Pernyataan bersama yang ditandatangani memuat sejumlah poin krusial. Mulai dari penerapan peraturan K3 secara konsisten, penyediaan fasilitas dan alat kerja yang layak, hingga peningkatan kompetensi pekerja melalui pelatihan dan sosialisasi rutin.
Dalam dokumen komitmen tersebut, disepakati pula pelaksanaan Safety Briefing dan Safety Patrol sebelum setiap kegiatan operasional dimulai. Selain itu, seluruh karyawan diwajibkan melaporkan setiap pelanggaran aturan yang berpotensi membahayakan keselamatan.

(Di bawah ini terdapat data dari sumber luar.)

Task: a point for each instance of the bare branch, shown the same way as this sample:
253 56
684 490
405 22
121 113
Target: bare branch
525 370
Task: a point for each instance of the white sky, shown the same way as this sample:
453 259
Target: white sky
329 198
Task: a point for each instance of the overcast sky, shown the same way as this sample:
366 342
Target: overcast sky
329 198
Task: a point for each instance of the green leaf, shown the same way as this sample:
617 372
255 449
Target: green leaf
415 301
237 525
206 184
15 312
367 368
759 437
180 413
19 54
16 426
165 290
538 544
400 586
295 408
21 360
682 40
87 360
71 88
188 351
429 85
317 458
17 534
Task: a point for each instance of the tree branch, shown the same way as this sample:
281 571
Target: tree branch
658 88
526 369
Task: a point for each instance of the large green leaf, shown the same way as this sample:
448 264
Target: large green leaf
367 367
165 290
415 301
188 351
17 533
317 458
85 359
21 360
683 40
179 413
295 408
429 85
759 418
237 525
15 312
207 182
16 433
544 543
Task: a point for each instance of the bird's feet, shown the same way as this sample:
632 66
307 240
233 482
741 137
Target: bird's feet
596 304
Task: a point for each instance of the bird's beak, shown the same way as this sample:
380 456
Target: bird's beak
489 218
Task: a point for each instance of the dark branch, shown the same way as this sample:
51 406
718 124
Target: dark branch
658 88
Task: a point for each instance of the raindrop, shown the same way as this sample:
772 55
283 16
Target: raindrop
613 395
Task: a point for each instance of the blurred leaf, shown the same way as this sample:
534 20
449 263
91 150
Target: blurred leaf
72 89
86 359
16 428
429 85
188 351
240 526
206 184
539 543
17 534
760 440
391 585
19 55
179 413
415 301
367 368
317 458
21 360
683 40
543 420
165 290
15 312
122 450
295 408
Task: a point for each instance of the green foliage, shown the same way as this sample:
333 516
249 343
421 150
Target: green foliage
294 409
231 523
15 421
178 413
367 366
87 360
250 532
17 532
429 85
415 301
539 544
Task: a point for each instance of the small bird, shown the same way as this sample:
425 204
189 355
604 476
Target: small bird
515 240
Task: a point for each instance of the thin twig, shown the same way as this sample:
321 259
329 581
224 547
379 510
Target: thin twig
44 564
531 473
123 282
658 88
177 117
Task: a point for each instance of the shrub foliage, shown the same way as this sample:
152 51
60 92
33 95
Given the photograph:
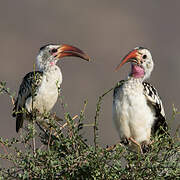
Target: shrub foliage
59 151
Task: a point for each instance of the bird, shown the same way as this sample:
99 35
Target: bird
138 112
39 89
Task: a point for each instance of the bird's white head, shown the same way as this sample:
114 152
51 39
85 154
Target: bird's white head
141 62
50 54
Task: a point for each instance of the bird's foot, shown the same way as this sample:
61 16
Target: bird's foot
146 147
124 141
136 143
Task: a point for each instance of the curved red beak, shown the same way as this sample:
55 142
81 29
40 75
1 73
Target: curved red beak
68 50
131 56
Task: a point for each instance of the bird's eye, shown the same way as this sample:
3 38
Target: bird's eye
54 50
144 56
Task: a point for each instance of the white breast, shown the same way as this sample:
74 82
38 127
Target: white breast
132 116
47 93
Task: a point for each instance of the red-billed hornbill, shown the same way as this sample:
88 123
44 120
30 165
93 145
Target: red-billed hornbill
137 109
39 89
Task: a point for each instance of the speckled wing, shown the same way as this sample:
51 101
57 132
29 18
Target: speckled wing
160 126
27 88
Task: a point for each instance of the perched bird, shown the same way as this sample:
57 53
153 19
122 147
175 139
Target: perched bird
39 89
137 108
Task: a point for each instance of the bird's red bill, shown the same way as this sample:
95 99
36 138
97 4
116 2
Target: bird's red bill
126 59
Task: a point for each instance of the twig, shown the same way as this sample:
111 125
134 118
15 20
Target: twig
98 107
2 145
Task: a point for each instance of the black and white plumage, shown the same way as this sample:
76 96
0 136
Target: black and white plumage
137 108
39 89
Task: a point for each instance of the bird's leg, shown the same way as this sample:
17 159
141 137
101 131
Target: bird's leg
145 146
136 143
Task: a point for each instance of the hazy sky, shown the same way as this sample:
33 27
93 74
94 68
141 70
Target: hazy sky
106 30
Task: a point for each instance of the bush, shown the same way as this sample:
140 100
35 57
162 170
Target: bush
59 151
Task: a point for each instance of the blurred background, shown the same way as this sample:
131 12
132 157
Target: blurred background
107 31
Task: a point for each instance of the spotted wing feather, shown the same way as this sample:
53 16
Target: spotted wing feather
27 88
154 101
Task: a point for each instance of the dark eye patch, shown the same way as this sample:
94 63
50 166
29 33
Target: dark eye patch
144 56
54 50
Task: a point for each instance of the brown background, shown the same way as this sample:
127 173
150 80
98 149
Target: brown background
107 30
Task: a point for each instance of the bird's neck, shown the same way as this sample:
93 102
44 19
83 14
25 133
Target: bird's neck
137 72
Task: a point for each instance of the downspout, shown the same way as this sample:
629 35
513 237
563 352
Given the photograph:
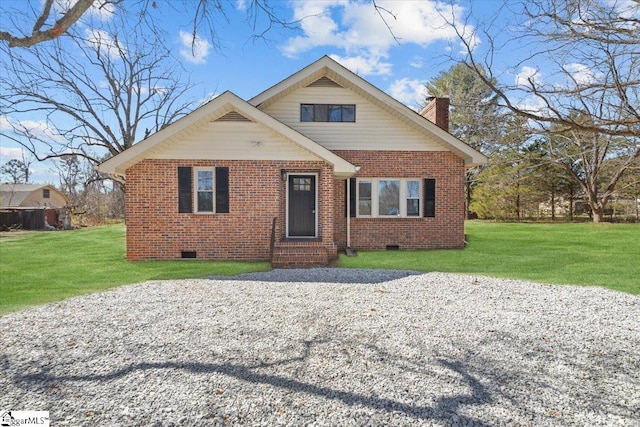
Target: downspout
349 210
348 214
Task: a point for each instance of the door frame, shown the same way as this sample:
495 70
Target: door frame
315 219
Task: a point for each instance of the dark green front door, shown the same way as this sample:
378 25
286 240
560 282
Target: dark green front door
302 206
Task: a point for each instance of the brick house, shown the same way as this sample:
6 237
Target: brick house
320 162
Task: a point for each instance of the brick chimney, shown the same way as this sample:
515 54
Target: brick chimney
437 111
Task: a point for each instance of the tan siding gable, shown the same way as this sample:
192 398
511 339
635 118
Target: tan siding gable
229 140
374 129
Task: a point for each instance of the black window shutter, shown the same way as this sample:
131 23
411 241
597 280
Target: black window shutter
185 197
429 197
353 201
222 190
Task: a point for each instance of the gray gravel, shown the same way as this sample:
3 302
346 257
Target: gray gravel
328 347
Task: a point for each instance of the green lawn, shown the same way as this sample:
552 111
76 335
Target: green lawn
584 254
41 267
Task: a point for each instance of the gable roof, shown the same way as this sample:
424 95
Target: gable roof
326 67
227 106
13 195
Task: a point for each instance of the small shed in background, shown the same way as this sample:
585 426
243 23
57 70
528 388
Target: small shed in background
30 206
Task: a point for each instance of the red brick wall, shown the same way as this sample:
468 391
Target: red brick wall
155 229
445 230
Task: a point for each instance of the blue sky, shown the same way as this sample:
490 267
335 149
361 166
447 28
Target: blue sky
350 31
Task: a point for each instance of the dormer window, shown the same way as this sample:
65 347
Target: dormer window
327 113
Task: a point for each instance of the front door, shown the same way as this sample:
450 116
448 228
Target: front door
302 206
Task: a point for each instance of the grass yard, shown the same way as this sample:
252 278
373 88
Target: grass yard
41 267
605 255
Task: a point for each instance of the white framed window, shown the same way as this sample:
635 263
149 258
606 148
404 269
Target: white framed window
205 190
389 197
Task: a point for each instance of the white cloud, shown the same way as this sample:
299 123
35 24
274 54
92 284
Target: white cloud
526 75
38 129
100 9
410 92
194 50
417 62
8 153
358 29
99 39
361 65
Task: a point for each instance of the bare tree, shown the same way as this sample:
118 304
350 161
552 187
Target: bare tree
96 92
588 84
50 19
16 170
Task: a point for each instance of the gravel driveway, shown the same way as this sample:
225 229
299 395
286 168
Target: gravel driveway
328 347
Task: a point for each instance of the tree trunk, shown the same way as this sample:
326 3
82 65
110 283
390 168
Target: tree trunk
597 215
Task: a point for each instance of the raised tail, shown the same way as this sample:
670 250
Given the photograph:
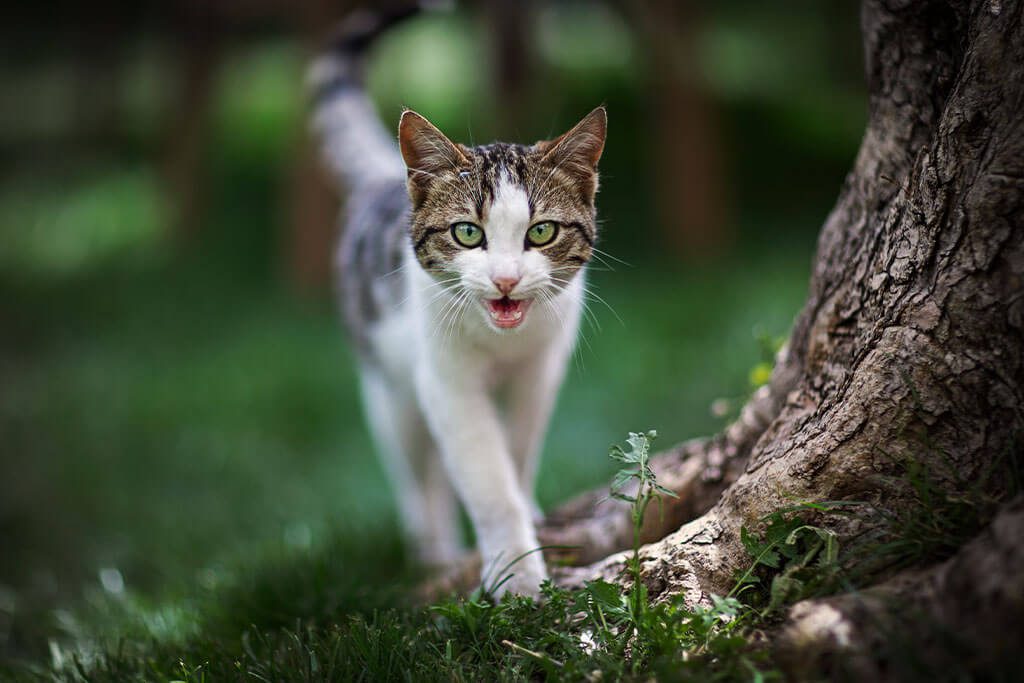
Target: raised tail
355 145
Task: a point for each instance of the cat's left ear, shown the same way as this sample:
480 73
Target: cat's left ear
579 151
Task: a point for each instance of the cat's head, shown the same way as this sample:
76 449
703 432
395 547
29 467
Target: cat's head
503 226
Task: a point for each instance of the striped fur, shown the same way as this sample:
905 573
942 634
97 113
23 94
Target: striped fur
444 330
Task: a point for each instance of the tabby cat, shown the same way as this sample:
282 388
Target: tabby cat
462 279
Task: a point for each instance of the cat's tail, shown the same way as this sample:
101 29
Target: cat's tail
356 147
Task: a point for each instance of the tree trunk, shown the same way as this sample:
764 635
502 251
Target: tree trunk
908 352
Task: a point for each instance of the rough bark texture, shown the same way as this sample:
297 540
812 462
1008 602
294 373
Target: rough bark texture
936 613
910 346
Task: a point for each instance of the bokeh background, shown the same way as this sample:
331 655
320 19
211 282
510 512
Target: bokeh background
178 411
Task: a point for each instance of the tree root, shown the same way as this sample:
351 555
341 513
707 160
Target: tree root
966 612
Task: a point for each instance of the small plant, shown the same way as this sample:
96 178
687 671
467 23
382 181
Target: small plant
801 559
637 458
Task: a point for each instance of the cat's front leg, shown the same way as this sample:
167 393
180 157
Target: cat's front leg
465 423
531 397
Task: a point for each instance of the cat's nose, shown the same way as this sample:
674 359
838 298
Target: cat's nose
505 285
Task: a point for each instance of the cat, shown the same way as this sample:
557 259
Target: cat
462 276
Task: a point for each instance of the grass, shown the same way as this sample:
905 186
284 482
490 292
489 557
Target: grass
186 434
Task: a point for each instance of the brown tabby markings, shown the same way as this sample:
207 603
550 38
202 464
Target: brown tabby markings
469 189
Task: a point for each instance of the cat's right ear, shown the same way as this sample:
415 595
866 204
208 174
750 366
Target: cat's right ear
426 150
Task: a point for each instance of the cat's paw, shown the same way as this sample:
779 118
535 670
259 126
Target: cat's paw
523 578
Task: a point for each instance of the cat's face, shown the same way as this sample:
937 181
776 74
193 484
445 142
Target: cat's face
503 228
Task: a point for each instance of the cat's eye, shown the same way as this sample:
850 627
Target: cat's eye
468 235
541 233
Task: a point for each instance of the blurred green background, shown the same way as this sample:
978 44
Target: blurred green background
178 409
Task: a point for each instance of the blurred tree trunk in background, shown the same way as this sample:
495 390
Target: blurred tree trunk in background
688 161
312 200
199 38
905 369
510 26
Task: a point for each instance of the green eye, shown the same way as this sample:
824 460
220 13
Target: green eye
468 235
542 233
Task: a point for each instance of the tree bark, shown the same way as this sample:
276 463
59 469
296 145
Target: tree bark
908 349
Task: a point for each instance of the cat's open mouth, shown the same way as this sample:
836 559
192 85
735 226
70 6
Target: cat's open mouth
506 312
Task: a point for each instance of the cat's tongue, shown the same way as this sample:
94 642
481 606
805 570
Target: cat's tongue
506 312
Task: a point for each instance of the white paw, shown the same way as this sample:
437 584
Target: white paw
522 578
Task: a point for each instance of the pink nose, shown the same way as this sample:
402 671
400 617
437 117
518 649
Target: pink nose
505 285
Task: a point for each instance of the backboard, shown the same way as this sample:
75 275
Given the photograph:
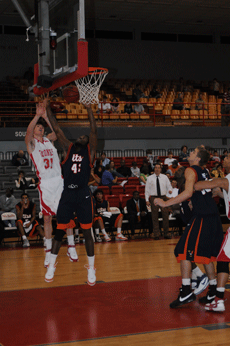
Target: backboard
69 61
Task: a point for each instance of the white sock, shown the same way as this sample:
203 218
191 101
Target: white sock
103 232
91 260
77 231
186 282
97 231
118 230
70 239
53 258
213 282
48 244
196 272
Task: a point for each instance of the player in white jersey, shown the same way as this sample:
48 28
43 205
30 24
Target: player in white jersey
216 302
46 161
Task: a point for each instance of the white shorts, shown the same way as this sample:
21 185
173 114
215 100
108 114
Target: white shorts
50 191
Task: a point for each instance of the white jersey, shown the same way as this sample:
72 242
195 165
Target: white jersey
45 159
227 197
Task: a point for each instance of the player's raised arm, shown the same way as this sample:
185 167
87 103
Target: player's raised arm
93 132
64 142
29 139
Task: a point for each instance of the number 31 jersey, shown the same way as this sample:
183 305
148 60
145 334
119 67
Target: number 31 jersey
76 167
45 159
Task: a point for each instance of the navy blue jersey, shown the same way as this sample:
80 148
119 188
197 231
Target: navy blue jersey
76 167
202 201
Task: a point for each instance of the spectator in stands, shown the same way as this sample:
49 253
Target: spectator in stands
183 157
23 183
169 160
217 172
135 171
158 185
7 204
174 167
105 160
27 224
123 169
216 156
103 211
178 102
99 168
105 106
200 103
107 177
128 108
138 214
20 159
144 175
115 105
139 108
225 109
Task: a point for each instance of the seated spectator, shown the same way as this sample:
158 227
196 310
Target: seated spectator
178 102
200 103
23 183
27 224
169 160
107 178
144 175
135 171
114 105
138 214
183 157
20 159
105 160
218 172
7 204
173 168
216 156
102 211
128 108
139 108
105 106
123 169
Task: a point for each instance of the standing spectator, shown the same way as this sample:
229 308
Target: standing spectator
20 159
27 224
105 106
7 204
138 213
183 157
135 171
123 169
158 185
128 108
169 160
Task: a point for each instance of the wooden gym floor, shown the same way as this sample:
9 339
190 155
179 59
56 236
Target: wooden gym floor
129 305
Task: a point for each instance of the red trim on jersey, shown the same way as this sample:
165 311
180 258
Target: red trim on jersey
67 155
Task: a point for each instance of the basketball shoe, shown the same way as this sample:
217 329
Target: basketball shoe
216 305
91 275
185 296
72 253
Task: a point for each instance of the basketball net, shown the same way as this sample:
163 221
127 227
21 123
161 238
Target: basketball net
89 86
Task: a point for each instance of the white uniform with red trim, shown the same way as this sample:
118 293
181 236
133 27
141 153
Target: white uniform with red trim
46 161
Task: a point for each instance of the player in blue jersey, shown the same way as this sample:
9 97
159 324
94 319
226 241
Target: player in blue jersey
76 197
202 238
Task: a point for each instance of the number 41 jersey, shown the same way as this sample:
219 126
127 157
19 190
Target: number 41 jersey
76 167
45 159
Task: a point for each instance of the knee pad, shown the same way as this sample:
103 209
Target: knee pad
223 267
59 234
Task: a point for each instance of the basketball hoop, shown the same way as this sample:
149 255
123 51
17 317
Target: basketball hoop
89 86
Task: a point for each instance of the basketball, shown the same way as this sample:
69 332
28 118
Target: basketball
71 94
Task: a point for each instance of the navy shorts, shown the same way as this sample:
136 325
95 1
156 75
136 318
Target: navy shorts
78 201
201 240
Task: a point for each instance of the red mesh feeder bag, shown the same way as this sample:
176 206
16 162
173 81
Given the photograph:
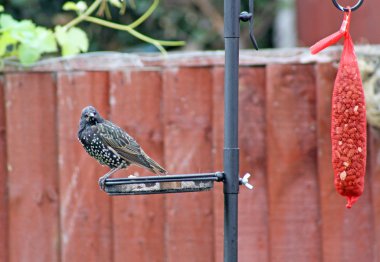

Langkah ini diambil sebagai bentuk evaluasi berkala perusahaan terhadap sistem manajemen K3. Pelindo Regional 1 Sibolga berupaya menyelaraskan standar internal dengan regulasi nasional maupun internasional.
Upaya membangun budaya keselamatan ini bukan tanpa dasar. Manajemen mencatat adanya perbaikan signifikan dalam penekanan angka kecelakaan kerja selama dua tahun terakhir di lingkungan Pelabuhan Sibolga.
Dengan komitmen yang diperbarui ini, PT Pelindo Regional 1 Sibolga bertekad mewujudkan status sebagai pelabuhan yang aman, nyaman, dan terpercaya. Target jangka panjangnya adalah mendukung kelancaran rantai pasok nasional tanpa mengorbankan aspek keselamatan pekerja.